5 okt 2018
|
Economie
Journalist: Annette Hoeksema
Employer branding, duurzame inzetbaarheid en ‘een leven lang leren’ zijn HR-gerelateerde termen die je tegenwoordig veel hoort op de werkvloer. Sinds de werkgeversmarkt is veranderd in een werknemersmarkt, moeten bedrijven steeds meer aandacht besteden aan het aantrekken en behouden van talent.
Vertrouwen is volgens CEO van Great Place to Work Nederland, René Brouwers, bij alle organisaties de belangrijkste bouwsteen voor het creëren van een goede werkomgeving. “En een gezonde collegiale sfeer, waarin je kunt bouwen op elkaar, is een essentiële voorwaarde voor werkplezier. Of dit aanwezig is in een bedrijf, merk je vaak al bij de receptie. Je ervaart een openheid, een manier waarop je aangesproken wordt. Zo’n goede en opgewekte sfeer voel je gewoon, dat is vrijwel niet te trainen.”

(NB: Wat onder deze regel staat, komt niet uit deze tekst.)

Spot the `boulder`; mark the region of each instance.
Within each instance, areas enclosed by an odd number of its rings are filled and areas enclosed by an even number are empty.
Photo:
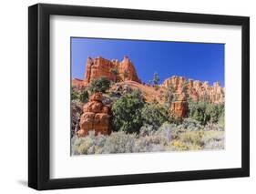
[[[80,130],[78,137],[84,137],[88,131],[94,130],[96,135],[109,135],[111,133],[111,111],[109,107],[102,103],[102,93],[92,95],[83,107],[83,114],[80,117]]]

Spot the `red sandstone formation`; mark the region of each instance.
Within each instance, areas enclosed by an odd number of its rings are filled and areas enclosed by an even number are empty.
[[[109,135],[111,132],[110,108],[102,103],[102,93],[94,94],[89,102],[83,107],[83,115],[80,117],[80,130],[78,137],[88,134],[88,131],[95,130],[96,134]]]
[[[113,72],[115,70],[115,72]],[[173,116],[179,118],[186,117],[188,113],[188,102],[186,97],[194,101],[207,100],[210,103],[224,102],[225,91],[218,82],[210,86],[208,82],[198,80],[187,80],[183,77],[173,76],[166,79],[159,89],[151,86],[141,84],[138,77],[136,69],[128,56],[119,62],[117,59],[108,60],[101,56],[97,58],[88,57],[85,71],[85,79],[74,78],[72,86],[83,87],[88,86],[93,80],[105,77],[109,80],[118,82],[118,85],[128,86],[133,89],[139,89],[145,99],[150,102],[154,99],[164,103],[164,93],[171,87],[178,99],[172,102],[170,111]],[[110,133],[110,113],[109,107],[102,104],[102,95],[96,94],[88,103],[84,106],[84,114],[80,119],[80,130],[78,136],[87,134],[88,130],[96,130],[96,133]]]
[[[210,103],[221,103],[225,99],[224,88],[218,82],[214,83],[213,86],[210,86],[208,82],[187,80],[183,77],[173,76],[166,79],[162,87],[166,88],[171,87],[177,94],[187,92],[194,101],[207,100]]]
[[[116,74],[113,73],[116,70]],[[118,60],[108,60],[101,56],[92,59],[87,58],[84,84],[89,84],[93,79],[105,77],[112,81],[136,81],[140,83],[136,69],[128,56]]]
[[[187,117],[189,105],[184,94],[180,94],[177,101],[172,102],[170,106],[171,114],[177,118]]]
[[[72,86],[77,87],[82,87],[84,86],[84,81],[82,79],[73,78]]]

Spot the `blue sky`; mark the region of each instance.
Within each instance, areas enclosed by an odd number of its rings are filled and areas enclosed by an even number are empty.
[[[122,60],[128,56],[139,78],[148,82],[157,72],[160,83],[174,75],[224,87],[224,44],[71,38],[72,77],[84,77],[87,58],[101,56]]]

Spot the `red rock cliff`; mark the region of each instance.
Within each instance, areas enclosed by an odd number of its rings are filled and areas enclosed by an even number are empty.
[[[166,79],[161,87],[166,88],[171,87],[177,94],[187,93],[194,101],[207,100],[210,103],[220,103],[225,100],[224,88],[218,82],[210,86],[208,82],[187,80],[183,77],[173,76]]]
[[[116,73],[113,73],[113,69]],[[119,62],[117,59],[108,60],[101,56],[88,57],[85,72],[84,84],[89,84],[93,79],[105,77],[112,81],[136,81],[140,83],[136,69],[128,56]]]

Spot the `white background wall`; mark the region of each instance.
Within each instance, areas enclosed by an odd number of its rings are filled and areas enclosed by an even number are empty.
[[[41,0],[41,3],[155,9],[251,16],[251,178],[46,191],[47,193],[253,193],[256,190],[256,12],[254,1]],[[0,192],[35,193],[27,179],[27,6],[34,0],[2,1],[0,30]],[[255,191],[254,191],[255,192]]]

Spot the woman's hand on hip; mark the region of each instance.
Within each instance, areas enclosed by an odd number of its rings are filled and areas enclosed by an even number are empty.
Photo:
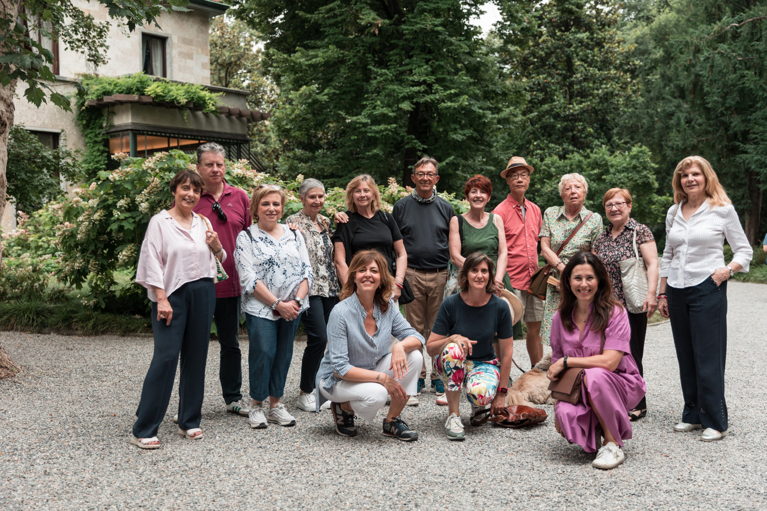
[[[170,302],[167,298],[161,298],[157,300],[157,321],[165,319],[165,324],[170,325],[170,320],[173,317],[173,308],[170,306]]]
[[[407,355],[402,342],[397,342],[391,349],[391,365],[389,370],[394,373],[394,379],[401,380],[407,373]]]
[[[221,241],[219,241],[219,234],[215,231],[211,231],[210,229],[206,231],[205,241],[213,249],[214,252],[218,252],[221,250]]]

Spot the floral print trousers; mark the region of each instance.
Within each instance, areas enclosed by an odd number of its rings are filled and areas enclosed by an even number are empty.
[[[459,391],[462,385],[466,385],[466,399],[475,407],[492,402],[501,379],[500,365],[498,359],[466,360],[455,342],[446,346],[439,356],[434,357],[434,371],[439,375],[446,390]]]

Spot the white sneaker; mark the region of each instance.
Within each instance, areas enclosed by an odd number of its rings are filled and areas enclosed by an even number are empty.
[[[304,411],[314,411],[317,410],[317,394],[315,391],[311,391],[308,394],[304,393],[298,396],[298,408]]]
[[[248,401],[250,401],[250,399]],[[249,405],[245,399],[234,401],[226,405],[226,411],[232,414],[239,414],[240,415],[247,417],[248,414],[250,413],[250,405]]]
[[[288,408],[282,403],[278,403],[275,408],[269,408],[266,413],[266,420],[281,426],[295,425],[295,418],[288,413]]]
[[[248,414],[248,422],[250,423],[251,427],[258,427],[258,429],[266,427],[266,416],[264,415],[264,407],[261,405],[256,405],[251,408],[250,412]]]
[[[614,442],[607,442],[607,445],[597,451],[597,458],[591,462],[591,466],[607,470],[615,468],[625,460],[623,450]]]

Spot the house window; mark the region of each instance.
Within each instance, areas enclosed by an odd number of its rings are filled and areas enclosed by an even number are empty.
[[[153,35],[141,36],[141,51],[143,55],[143,72],[156,77],[167,77],[165,67],[165,38]]]

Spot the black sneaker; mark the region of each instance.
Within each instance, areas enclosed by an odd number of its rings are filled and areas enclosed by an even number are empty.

Great Place to Work is een internationaal organisatieadviesbureau dat organisaties helpt met goed werkgeverschap. Volgens het bedrijf is goed werkgeverschap de weg naar blijvend organisatiesucces. De belangrijkste factoren in goed werkgeverschap zijn vertrouwen, trots en plezier. De methodiek is terug te leiden naar de founding father Robert Levering, een Amerikaans onderzoeksjournalist. Hij deed in 1981 onderzoek naar goede werkgevers vanuit het oogpunt van medewerkers en ontdekte dat dit niet te vinden is op arbeidsvoorwaardelijk niveau, maar op persoonlijk vlak. Als de werknemers vertrouwen, trots en plezier ervaarden, telde dit veel zwaarder dan bijvoorbeeld een leaseauto.
Goed werkgeverschap is één ding, voornamelijk een interne zaak, maar employer branding gebeurt pas wanneer een bedrijf dit ook naar buiten communiceert. Een gezonde bedrijfsvoering en prettige sfeer zijn sinds het economisch herstel marketingtools geworden. “Werkgevers moeten eigenlijk 180 graden draaien, in de zin dat zij nu naar talent moeten jagen in plaats van andersom. De ICT-branche besefte dit jaren geleden al, vanwege het groot aantal jongeren dat er werkt en de grote concurrentie op de arbeidsmarkt” aldus Brouwers.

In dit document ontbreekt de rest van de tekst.